Rust makes vanishingly few guarantees about the layout of pointers to unsized types. To my knowledge, the only exception is that pointers to str have the same layout as pointers to [u8]. I propose extending this guarantee to OsStr as well as Path. OsStr's three implementations and Path all currently support this as a consequence of being repr(transparent) newtypes of either str or [u8], but there are comments (not doc comments!) above the definitions of OsStr and Path stating that this "is considered an implementation detail and must not be relied upon".

The primary use case for this guarantee is casting/transmutation: it is easy enough to convert between &str or &[u8] and OsStr or Path, but the same cannot be said for conversions between &[&str] or &[&[u8]] and &[&OsStr] or &[&Path]. Given that OsStr and Path are by all accounts intended to be newtypes that model strings with constraints somewhere between those of &str and &[u8], I think it makes sense to provide layout guarantees in turn.

1 Like

I don't think this needs an RFC, it should be an ACP. That being said I'm not sure the libs-api team will want it.

2 Likes

May I ask why not? I discussed the proposal with some folks in the RPLC Discord server, and the only plausible issue that came up was if a future implementation wanted to store locale information in the pointer metadata, but given that every str must be an OsStr, I'm not convinced that this would be a worthwhile endeavor.

Not advocating for this, but hypothetically, the first 1-4 bytes of an OsStr-with-locale-info could be invalid UTF-8 to signify the presence of locale information, and valid UTF-8 to signify that no locale information was provided (supporting str: AsRef<OsStr>).

Maybe there would be some advantage of allowing the locale info to contain a pointer (precluding the use of [u8]). Or the locale info could just be encoded into a fancy [u8].

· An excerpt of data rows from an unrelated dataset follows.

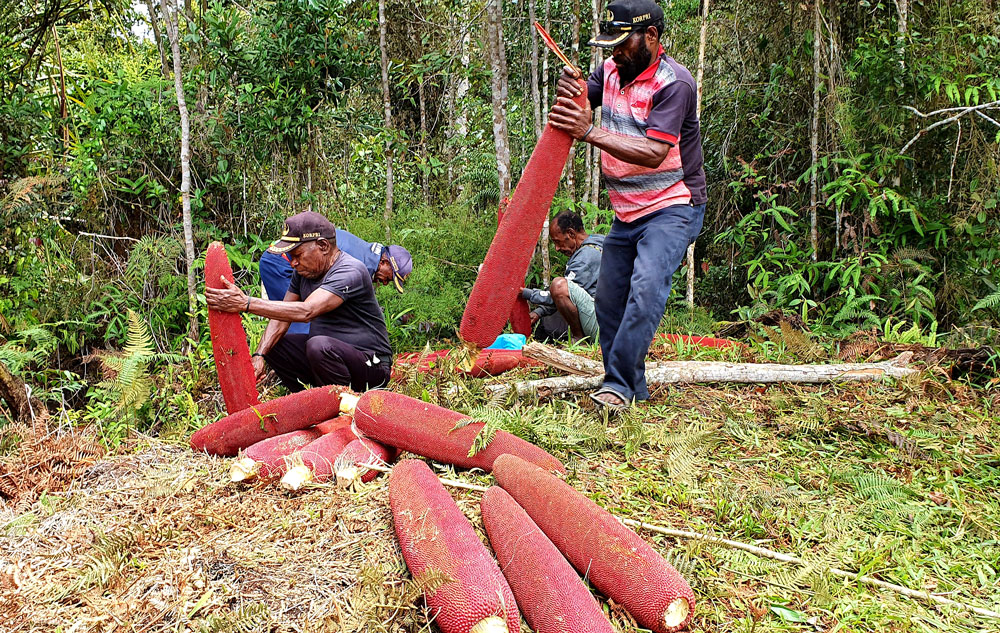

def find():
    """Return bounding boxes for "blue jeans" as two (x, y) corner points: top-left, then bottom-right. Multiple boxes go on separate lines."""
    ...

(259, 251), (310, 335)
(595, 203), (706, 401)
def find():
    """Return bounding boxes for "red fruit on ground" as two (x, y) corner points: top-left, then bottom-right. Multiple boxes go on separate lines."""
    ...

(390, 460), (519, 633)
(492, 454), (696, 632)
(190, 385), (344, 456)
(351, 391), (564, 473)
(481, 486), (615, 633)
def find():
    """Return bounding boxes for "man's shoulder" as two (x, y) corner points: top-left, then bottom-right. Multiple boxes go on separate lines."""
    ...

(655, 57), (696, 93)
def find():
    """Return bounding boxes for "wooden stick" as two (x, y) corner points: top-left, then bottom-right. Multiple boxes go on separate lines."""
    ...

(359, 463), (999, 619)
(625, 519), (1000, 620)
(489, 353), (918, 398)
(521, 341), (604, 375)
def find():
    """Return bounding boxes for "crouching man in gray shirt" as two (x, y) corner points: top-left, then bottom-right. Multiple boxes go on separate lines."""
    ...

(521, 210), (605, 342)
(206, 211), (392, 393)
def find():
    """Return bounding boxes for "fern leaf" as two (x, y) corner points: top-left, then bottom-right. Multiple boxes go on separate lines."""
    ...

(973, 290), (1000, 312)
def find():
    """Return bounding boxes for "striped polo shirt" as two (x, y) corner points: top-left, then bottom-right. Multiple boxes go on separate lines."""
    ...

(586, 48), (707, 223)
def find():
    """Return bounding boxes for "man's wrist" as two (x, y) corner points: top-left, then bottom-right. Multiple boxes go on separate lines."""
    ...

(244, 296), (252, 312)
(581, 124), (595, 141)
(251, 352), (264, 358)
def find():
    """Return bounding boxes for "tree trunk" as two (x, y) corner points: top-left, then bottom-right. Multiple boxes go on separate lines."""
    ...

(379, 0), (393, 241)
(161, 0), (198, 345)
(144, 0), (170, 78)
(687, 0), (711, 306)
(50, 25), (67, 148)
(895, 0), (908, 69)
(541, 0), (551, 111)
(486, 0), (512, 200)
(809, 0), (822, 261)
(528, 0), (542, 139)
(523, 341), (603, 375)
(563, 0), (582, 202)
(490, 353), (918, 398)
(419, 78), (429, 205)
(454, 19), (471, 197)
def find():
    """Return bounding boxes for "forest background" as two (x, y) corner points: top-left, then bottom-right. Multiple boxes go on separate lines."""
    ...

(1, 0), (999, 436)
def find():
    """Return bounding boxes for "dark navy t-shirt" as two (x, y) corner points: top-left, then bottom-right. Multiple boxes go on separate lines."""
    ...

(288, 251), (392, 360)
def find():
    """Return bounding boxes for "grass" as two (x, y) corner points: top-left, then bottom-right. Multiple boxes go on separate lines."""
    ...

(1, 334), (998, 632)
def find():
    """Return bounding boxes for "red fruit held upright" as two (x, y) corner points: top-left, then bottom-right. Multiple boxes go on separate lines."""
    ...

(205, 241), (260, 415)
(460, 81), (589, 348)
(481, 486), (615, 633)
(492, 454), (695, 633)
(390, 460), (519, 633)
(344, 391), (564, 473)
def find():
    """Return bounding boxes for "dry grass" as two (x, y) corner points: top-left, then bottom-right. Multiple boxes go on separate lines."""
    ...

(0, 437), (472, 632)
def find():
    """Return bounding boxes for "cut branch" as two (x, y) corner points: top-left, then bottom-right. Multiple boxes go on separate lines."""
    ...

(900, 101), (1000, 155)
(522, 341), (603, 375)
(490, 353), (918, 398)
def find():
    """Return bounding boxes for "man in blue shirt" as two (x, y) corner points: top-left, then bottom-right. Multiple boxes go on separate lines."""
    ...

(258, 227), (412, 334)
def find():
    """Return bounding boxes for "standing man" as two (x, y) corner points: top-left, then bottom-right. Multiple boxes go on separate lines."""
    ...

(206, 211), (392, 393)
(549, 0), (707, 410)
(258, 227), (412, 335)
(521, 210), (605, 342)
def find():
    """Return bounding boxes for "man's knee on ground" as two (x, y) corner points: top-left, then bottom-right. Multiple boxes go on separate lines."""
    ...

(550, 276), (569, 299)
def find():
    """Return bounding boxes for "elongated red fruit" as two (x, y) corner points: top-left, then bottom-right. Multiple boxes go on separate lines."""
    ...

(205, 241), (260, 414)
(314, 415), (353, 435)
(345, 391), (564, 473)
(460, 83), (589, 348)
(230, 428), (321, 482)
(492, 454), (695, 632)
(190, 385), (344, 456)
(657, 333), (746, 349)
(481, 486), (614, 633)
(391, 349), (542, 381)
(334, 437), (397, 484)
(509, 297), (533, 336)
(497, 199), (533, 338)
(390, 460), (519, 633)
(280, 425), (357, 490)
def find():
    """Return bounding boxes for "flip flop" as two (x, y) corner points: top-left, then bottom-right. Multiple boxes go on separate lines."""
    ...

(589, 387), (630, 412)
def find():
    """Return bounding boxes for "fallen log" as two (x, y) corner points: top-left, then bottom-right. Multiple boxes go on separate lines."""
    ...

(522, 341), (604, 376)
(490, 353), (918, 398)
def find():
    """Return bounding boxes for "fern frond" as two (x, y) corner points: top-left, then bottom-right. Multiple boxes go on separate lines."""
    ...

(124, 309), (155, 358)
(973, 290), (1000, 312)
(198, 603), (271, 633)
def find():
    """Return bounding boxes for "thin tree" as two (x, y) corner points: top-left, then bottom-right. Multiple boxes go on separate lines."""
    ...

(809, 0), (822, 261)
(160, 0), (197, 343)
(379, 0), (393, 241)
(687, 0), (710, 306)
(486, 0), (512, 201)
(588, 0), (601, 208)
(144, 0), (169, 78)
(563, 0), (581, 202)
(529, 0), (542, 139)
(541, 0), (551, 109)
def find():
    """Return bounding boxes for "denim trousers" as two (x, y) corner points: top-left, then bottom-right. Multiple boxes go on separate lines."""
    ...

(595, 203), (706, 401)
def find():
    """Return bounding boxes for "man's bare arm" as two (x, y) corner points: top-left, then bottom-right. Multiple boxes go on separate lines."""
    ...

(548, 95), (670, 169)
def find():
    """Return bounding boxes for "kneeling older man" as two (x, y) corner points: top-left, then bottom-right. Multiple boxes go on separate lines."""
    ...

(206, 211), (392, 393)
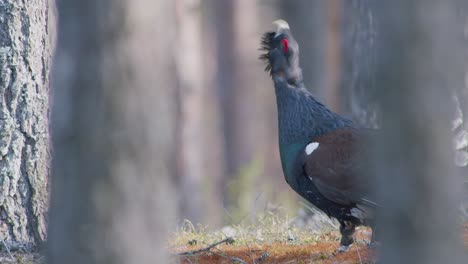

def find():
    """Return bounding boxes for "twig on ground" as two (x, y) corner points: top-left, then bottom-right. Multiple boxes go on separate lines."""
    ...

(175, 236), (246, 263)
(181, 256), (194, 264)
(210, 250), (248, 264)
(255, 252), (269, 263)
(1, 240), (14, 261)
(177, 237), (235, 256)
(356, 245), (362, 264)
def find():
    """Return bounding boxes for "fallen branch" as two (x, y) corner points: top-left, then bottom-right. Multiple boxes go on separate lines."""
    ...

(210, 250), (248, 264)
(177, 237), (235, 256)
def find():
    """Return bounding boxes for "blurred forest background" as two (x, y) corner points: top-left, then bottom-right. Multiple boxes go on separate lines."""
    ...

(172, 0), (373, 227)
(170, 0), (468, 228)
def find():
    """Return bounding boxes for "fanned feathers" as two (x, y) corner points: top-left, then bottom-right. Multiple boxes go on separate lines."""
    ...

(259, 32), (275, 74)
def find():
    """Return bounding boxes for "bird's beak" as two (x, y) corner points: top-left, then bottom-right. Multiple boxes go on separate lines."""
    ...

(273, 19), (290, 37)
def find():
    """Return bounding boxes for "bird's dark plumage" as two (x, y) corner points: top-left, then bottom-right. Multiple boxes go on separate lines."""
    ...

(261, 20), (377, 251)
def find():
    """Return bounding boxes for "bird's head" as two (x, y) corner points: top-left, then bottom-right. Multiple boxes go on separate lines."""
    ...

(260, 19), (303, 86)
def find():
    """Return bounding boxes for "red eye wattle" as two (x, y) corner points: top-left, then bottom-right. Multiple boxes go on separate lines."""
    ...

(281, 39), (289, 53)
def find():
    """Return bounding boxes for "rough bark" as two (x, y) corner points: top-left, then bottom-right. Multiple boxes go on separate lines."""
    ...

(48, 0), (177, 263)
(0, 0), (52, 249)
(372, 1), (466, 263)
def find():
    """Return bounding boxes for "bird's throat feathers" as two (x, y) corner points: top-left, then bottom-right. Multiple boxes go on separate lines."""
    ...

(274, 77), (353, 145)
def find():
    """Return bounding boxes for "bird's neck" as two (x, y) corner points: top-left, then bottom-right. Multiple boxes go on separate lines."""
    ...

(274, 77), (352, 146)
(285, 58), (304, 87)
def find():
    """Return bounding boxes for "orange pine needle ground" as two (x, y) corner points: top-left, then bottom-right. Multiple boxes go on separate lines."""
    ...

(172, 225), (468, 264)
(174, 241), (375, 264)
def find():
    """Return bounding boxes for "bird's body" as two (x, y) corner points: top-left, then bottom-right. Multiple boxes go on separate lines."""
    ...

(261, 20), (377, 251)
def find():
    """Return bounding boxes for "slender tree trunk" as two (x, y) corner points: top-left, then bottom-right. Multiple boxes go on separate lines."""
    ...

(174, 0), (206, 225)
(213, 0), (270, 217)
(48, 0), (177, 263)
(0, 0), (53, 249)
(174, 0), (224, 226)
(323, 0), (343, 112)
(280, 0), (326, 100)
(341, 0), (379, 127)
(372, 1), (466, 263)
(281, 1), (342, 112)
(215, 0), (263, 175)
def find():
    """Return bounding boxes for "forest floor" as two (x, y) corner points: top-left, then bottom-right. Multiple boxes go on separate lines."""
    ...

(171, 227), (376, 264)
(170, 220), (468, 264)
(1, 222), (467, 264)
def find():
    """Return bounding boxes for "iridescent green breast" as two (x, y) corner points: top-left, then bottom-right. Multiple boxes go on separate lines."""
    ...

(279, 142), (308, 188)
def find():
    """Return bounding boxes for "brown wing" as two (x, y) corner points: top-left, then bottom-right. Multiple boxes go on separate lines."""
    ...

(303, 127), (371, 206)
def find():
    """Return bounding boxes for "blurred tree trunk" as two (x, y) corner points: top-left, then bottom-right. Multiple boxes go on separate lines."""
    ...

(280, 1), (342, 112)
(213, 0), (270, 216)
(198, 1), (228, 225)
(323, 0), (343, 112)
(214, 0), (258, 175)
(459, 2), (468, 217)
(0, 0), (53, 249)
(48, 0), (177, 263)
(372, 1), (466, 263)
(454, 5), (468, 167)
(175, 0), (207, 225)
(174, 0), (224, 226)
(280, 1), (326, 101)
(341, 0), (379, 126)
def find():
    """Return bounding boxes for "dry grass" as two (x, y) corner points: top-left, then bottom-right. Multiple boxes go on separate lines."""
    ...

(171, 228), (376, 264)
(0, 252), (44, 264)
(170, 209), (377, 264)
(170, 212), (468, 264)
(170, 210), (336, 248)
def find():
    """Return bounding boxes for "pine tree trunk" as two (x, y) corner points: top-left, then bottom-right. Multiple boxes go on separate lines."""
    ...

(455, 6), (468, 167)
(174, 0), (206, 225)
(280, 1), (326, 100)
(174, 0), (226, 226)
(214, 0), (264, 177)
(48, 0), (177, 263)
(0, 0), (53, 249)
(341, 0), (379, 127)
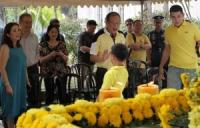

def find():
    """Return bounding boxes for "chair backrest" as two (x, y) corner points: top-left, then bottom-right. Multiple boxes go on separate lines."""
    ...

(65, 73), (81, 103)
(70, 63), (97, 100)
(146, 67), (159, 82)
(71, 63), (93, 87)
(127, 59), (148, 69)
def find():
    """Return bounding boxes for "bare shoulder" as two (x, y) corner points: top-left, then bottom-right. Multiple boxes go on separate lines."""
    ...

(0, 44), (9, 54)
(0, 44), (9, 50)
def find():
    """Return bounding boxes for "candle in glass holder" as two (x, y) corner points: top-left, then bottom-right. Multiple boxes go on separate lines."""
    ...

(137, 81), (159, 95)
(99, 87), (120, 102)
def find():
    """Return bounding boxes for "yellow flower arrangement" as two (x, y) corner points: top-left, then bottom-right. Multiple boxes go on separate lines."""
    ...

(188, 106), (200, 128)
(17, 88), (190, 128)
(180, 72), (200, 128)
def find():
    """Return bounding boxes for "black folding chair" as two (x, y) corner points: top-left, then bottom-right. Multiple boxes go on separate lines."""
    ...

(125, 59), (149, 98)
(65, 73), (81, 103)
(70, 63), (97, 101)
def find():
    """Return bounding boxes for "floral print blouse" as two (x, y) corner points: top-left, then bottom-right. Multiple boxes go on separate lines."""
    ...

(39, 41), (69, 77)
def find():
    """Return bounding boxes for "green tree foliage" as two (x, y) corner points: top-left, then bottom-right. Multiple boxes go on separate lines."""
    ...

(60, 17), (82, 64)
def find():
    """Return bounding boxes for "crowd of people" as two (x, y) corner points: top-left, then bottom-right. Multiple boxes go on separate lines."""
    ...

(0, 4), (200, 128)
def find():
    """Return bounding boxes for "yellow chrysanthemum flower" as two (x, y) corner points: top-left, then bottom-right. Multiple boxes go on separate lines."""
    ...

(180, 73), (190, 89)
(58, 124), (80, 128)
(130, 100), (142, 111)
(84, 112), (96, 126)
(98, 114), (109, 127)
(41, 114), (68, 127)
(30, 119), (40, 128)
(109, 104), (122, 115)
(189, 106), (200, 128)
(73, 114), (83, 121)
(100, 106), (109, 115)
(121, 101), (130, 113)
(143, 108), (154, 119)
(158, 104), (174, 128)
(122, 112), (132, 125)
(88, 105), (98, 114)
(133, 110), (144, 121)
(16, 113), (25, 127)
(61, 113), (73, 123)
(35, 109), (49, 119)
(46, 121), (58, 128)
(48, 104), (66, 114)
(109, 114), (122, 128)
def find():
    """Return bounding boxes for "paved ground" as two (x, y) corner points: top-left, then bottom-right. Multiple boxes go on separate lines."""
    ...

(0, 121), (3, 128)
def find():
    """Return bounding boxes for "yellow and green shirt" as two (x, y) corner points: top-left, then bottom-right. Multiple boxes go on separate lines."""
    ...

(100, 66), (128, 98)
(165, 21), (200, 69)
(128, 33), (150, 62)
(125, 32), (135, 47)
(90, 28), (125, 69)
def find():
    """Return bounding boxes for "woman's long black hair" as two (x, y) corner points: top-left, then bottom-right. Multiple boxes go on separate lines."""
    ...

(1, 22), (21, 48)
(45, 24), (60, 41)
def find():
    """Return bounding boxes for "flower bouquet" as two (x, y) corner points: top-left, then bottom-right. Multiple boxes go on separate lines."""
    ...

(180, 71), (200, 128)
(17, 88), (190, 128)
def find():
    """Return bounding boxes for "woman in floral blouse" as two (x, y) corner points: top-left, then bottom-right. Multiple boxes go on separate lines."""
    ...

(39, 24), (69, 105)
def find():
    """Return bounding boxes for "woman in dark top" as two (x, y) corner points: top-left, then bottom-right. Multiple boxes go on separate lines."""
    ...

(39, 24), (68, 105)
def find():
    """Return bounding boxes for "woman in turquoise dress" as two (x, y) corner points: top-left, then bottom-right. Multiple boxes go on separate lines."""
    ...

(0, 22), (27, 128)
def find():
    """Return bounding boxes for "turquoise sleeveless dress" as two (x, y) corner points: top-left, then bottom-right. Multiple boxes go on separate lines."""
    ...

(0, 47), (27, 119)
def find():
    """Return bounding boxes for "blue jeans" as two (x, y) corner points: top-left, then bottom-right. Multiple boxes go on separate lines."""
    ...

(167, 66), (196, 89)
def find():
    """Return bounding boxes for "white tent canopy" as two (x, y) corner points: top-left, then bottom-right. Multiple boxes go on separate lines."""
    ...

(0, 0), (191, 7)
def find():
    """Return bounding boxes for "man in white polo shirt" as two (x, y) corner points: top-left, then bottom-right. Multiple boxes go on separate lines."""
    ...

(19, 13), (40, 108)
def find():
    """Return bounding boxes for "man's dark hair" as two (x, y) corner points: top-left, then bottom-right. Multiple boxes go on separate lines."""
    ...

(19, 13), (32, 23)
(125, 18), (134, 24)
(133, 19), (142, 25)
(105, 12), (120, 22)
(170, 5), (183, 13)
(111, 43), (128, 61)
(87, 20), (97, 26)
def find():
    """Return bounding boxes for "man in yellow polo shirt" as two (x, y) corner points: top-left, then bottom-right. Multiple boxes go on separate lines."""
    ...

(90, 12), (125, 93)
(126, 20), (151, 95)
(130, 20), (151, 63)
(159, 5), (200, 89)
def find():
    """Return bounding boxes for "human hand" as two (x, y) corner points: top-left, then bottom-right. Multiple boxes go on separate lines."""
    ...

(49, 51), (57, 58)
(101, 50), (109, 61)
(132, 44), (141, 50)
(27, 80), (31, 88)
(56, 50), (65, 57)
(5, 84), (13, 96)
(147, 60), (151, 65)
(159, 67), (165, 80)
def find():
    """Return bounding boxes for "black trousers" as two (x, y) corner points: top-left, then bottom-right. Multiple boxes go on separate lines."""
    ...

(27, 64), (40, 108)
(44, 75), (67, 105)
(95, 67), (107, 94)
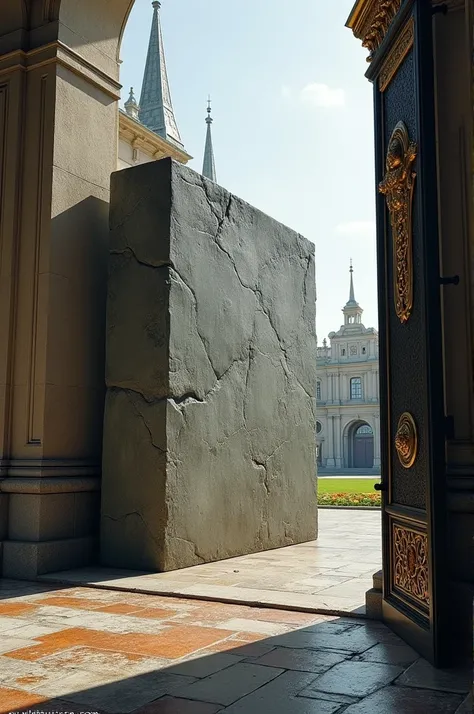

Edit: wait, that's about the backing data, not the pointer to it.

:ferris_clueless:

I suppose that storing locale info in the backing data would have the disadvantage of requiring a &mut OsStr instead of a &mut &OsStr to change the locale.

I could maybe imagine storing a bit or two that says if it's known to be valid UTF-8 or not (allowing to skip checks in some cases). I don't think std will ever do anything with locales, at least that seems to be against the current philosophy.

I had a PR up for specifying that transmute was valid between &OsStr and &[u8] and libs-api, at the time, decided to instead make this done through explicit functions. See Allow limited access to `OsStr` bytes by epage · Pull Request #109698 · rust-lang/rust · GitHub

3 Likes

Are the meeting notes available anywhere? Your linked comment doesn't really get into the "why" of it all. My end goal was to create a path! macro that could be used to build truly cross-platform paths (i.e., that don't on / being a path separator) at comptime, which is unfortunately impossible as of now due to the absence of this guaranteee.